To: Fong: Your book review is coming soon! I shouldn’t have waited because now it’s not so fresh in my mind.

Fav musical artists

As I mentioned in a post or two, David Usher has been one of my favourite musical artists since I was about 18 years old. Yes, I did wait in line for a couple of CD signings! But I was not the crazy screaming type.

Multi-talented

His music has been playing in the background over the years, but for a few years, I didn’t really follow his career too closely. Recently, I decided to Google him and what did I find out? He is so super-talented – he does not only write songs, sing and play guitar -he wrote a book; developed/developing some AI; is involved with Amnesty International; gives presentations (can’t say I am 100% sure what he talks about- but does it really matter? He’s got my attention).

Let the Elephants Run

When I found out he wrote a book about unleashing/unlocking creativity, I knew I had to pick up a copy. So Tuesday night I began reading. Cover to cover took me just under two hours.

Here are my comments:

  1. The actual book: it feels really solid when holding it and it’s a good size for easy reading. Very eye-catching.
  2. Pages: loved the rich texture and page thickness- the feel underneath my fingers.
  3. Content: Really inspiring. Love the creativeness of the book itself. The pages are colourful and you can have fun looking for the pink text (like the pink elephant running around) throughout the book and little black elephant on the bottom of all pages. You might even find some ants…There are many interesting concepts David writes about like structure of society; how we are born creative, but lose some of our creativity as we get older mainly because of structure and rules. Our society tries to make everyone conform, but we need to think outside the box; and how the creative aspect is only about 5% of the work and the rest is just hard work and good business planning.

I learned a few things:

  1. School systems were set up a certain way to basically train people to sit for long hours in factories. I never really thought about this before, but now it makes sense.

2) The difference between a commercial book and a non-commercial book. I struggled with understanding this when I first started working on my own books – even a publisher contact that I knew tried to explain this to me about five times (but I still didn’t get it because her explanation was a bit weak). So thanks David for helping me to understand this.
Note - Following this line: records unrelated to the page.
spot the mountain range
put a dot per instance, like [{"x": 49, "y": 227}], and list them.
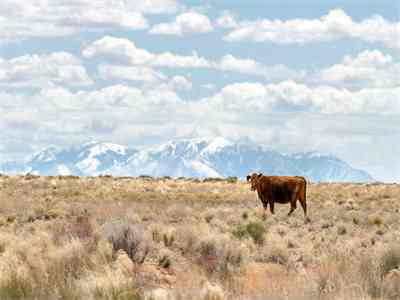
[{"x": 200, "y": 158}]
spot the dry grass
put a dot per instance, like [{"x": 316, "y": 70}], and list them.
[{"x": 140, "y": 238}]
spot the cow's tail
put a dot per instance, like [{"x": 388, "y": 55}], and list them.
[{"x": 303, "y": 201}]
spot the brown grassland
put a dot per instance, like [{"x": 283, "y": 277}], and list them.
[{"x": 143, "y": 238}]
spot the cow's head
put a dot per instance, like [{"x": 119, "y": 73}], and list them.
[{"x": 253, "y": 180}]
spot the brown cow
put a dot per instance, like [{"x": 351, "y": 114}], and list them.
[{"x": 279, "y": 189}]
3) It is A-OK to write in a lovely book. David encourages that you just jot down notes all over. His book is like a workbook with steps to understand yourself, your business plan and how to bring back your creative side.

4) Momentum. It is important to just scribble down anything even if you can’t focus on a written piece. My momentum slowed for my novel, but then I started just to write down random thoughts like David suggests, and sure enough, my groove is back!

In this thing called life – don’t think, just pick up a copy of his book (FYI -I don’t get any commission lol) and see if you can release your creative self again. You can buy at Chapters in-store and online.